President Obama said Saturday that America's economic future is creating an environment where U.S. companies and workers can excel beyond foreign competitors.
In his weekly radio and Internet address, Obama echoed themes from his Tuesday State of the Union address, in which he said the government needs to spend more on education and infrastructure to build a foundation for economic growth.
"That's how America will win the future: by out-innovating, out-educating, and out-building our competitors," Obama said in his weekly remarks, which were taped Wednesday at a company in Manitowoc, Wis., that makes clean-energy equipment. "We'll win the future by being the best place on earth to do business."
Obama will travel to State College, Pa., this week to highlight programs, funded by the Department of Energy, that are conducting research into energy efficiency.
"I'll be shining a spotlight on innovators across America who are relying on new technologies to create new jobs and opportunities in new industries," Obama said.

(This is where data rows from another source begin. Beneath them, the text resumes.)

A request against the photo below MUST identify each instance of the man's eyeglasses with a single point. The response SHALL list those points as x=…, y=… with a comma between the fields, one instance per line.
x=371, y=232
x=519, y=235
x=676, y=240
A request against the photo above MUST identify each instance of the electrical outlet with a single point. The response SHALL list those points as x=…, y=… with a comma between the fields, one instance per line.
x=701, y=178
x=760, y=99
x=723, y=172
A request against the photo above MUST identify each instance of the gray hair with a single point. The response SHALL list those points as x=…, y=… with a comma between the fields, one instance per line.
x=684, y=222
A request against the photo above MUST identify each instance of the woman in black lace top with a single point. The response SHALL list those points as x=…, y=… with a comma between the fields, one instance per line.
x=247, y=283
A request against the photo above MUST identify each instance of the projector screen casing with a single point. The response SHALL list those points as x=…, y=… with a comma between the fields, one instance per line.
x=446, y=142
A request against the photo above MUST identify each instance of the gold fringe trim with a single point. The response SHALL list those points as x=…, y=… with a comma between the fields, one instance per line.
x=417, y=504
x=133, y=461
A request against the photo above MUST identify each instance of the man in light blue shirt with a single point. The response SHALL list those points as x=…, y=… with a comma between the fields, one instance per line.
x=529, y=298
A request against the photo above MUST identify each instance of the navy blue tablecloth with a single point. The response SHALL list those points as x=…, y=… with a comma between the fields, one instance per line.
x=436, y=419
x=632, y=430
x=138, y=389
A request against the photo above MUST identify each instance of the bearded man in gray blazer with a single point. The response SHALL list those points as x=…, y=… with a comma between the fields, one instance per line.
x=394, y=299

In the Republican response, Wisconsin Sen. Ron Johnson said the federal government must reduce its spending to unleash economic growth and job creation.
"Big government is blocking job creation, not helping it," he said. "The sooner Washington ends its dependence on more spending, the sooner our economy will see real growth."
After unveiling his "Winning the Future" mantra in his State of the Union address, Obama's upbeat but amorphous phrase is part of every speech, policy and pronouncement coming out of the administration.
Republicans found much to mock in the president's theme, styling it as nothing more than new rhetorical packaging for the same wrong-headed approach to governing.
Newt Gingrich, who wrote a book titled "Winning the Future" back in 2005, found Obama's interpretation of the same phrase "depressing."
"There is an Obama plan for protecting big government, for pouring more money into broken bureaucracies, for borrowing several trillion more from the Chinese dictatorship. President Obama is on a path to lose the future while pretending to change things," the former House speaker wrote in his response to Obama's State of the Union address.